That's why something like Godel's substitution function, or the fixed point lemma (or more informally demonstratives or empirical descriptions- 'the sentence on the board in room blah blah is untrue' etc.) is needed. Alan
Hi Alan, if $\phi$ is a formula with possibly $x$ free, then on the usual approach, the diagonalization of $\phi$ (with respect to $x$) is $\phi(x/\ulcorner \phi \urcorner)$. I.e., it is the result of substituting the name of $\phi$ for all free occurrences of $x$ in $\phi$: Alternatively, it can be defined as $\exists x(x = \ulcorner \phi \urcorner \wedge \phi)$.
ReplyDelete(See a bit more in my first comment on Catarina's first post on this topic below.)
A very simple example is: consider the formula $x = \underline{0}$. Its diagonalization is $\ulcorner x = \underline{0} \urcorner = \underline{0}$.
On the other hand, Quine's informal version, and Smullyan's, diagonalization is defined using concatenation and naming (of expressions). I don't have my books with me, but if I recall right, the Smullyan diagonalization of an expression $E$ is simply $\ulcorner E \urcorner E$).
The advantage of this version is that it avoids certain irrelevance involving variables. Quine's informal version (from memory, I'm away from my books) is:
(L) "yields a false sentence when prefixed by its own quotation" yields a false sentence when prefixed by its own quotation.
This requires only naming and concatenation. And (L) is the liar sentence.
Corresponding to the notion of the diagonalization of a formula is the diagonal function, $d: \mathbb{N} \rightarrow \mathbb{N}$. This is recursive, and so is representable in Q, say by a formula $Diag(x,y)$.
For any formula $\phi$ that we have, the fixed point formula $\theta$ is the diagonalization of the formula $\exists y(Diag(x, y) \wedge \phi(y)))$.
(I.e., informally, "the diagonalization of $x$ is $\phi$''.)

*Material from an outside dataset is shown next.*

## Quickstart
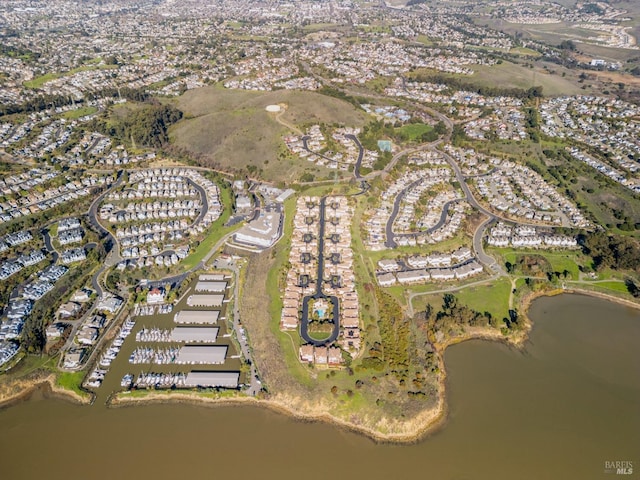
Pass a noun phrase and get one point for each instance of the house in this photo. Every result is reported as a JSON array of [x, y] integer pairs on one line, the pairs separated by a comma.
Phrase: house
[[109, 304], [68, 309], [306, 353], [74, 357], [155, 295], [387, 265], [81, 296], [88, 335], [55, 330], [321, 356], [334, 356]]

Then the diagonal lemma states: if $\phi$ is a formula with at most $x$ free, there is a sentence $\theta$ such that,
$Q \vdash \theta \leftrightarrow \phi(\ulcorner \theta \urcorner)$.
So, the Gödel sentence G is the diagonalization of "the diagonalization of $x$ is not a theorem of $T$''.
Analogously, the liar sentence $\lambda$ is the diagonalization of "the diagonalization of $x$ is not true''.
Jeff
Hi Alan and Jeff, thanks for the comments! What I think emerges from these points, and also the discussion at NewAPPS, is that there are several presumably equivalent but conceptually different notions of diagonalization floating around, and everyone seems to have their favorite one! So specifically wrt discussing the Livingston target article, the many-splendoredness of diagonalization makes things more complicated.
ReplyDeleteI added an update at the NewAPPS post identical to this one (well, not identical anymore!), to clarify the bit about the diagonal lemma that Jeff refers to here, as I felt that as it stood the point about concatenation was unclear.
Jeff, Catarina: I have a confession to make which horrifies most logicians: I hate Latex! I have a couple of applications, Lyx, Texmaker but have never seriously tried to use them so don't really know how they work. But I got Texmaker to work on your text and can now read it, I hope it's come out properly, except I dont' think it's produced corner quotes.
ReplyDeleteI don't think we disagree too much, my main point was you can't actually diagonalise using quotation. I'm not near my Quine books either but your memory of Quine's beautiful and ingenious example seems right to me. But it doesn't use pure quotation it also uses demonstrative pronouns 'its own quotation'. So it's not so different from 'this sentence isn't provable', which does not achieve self-reference by the context-free methods used in arithmetization of syntax.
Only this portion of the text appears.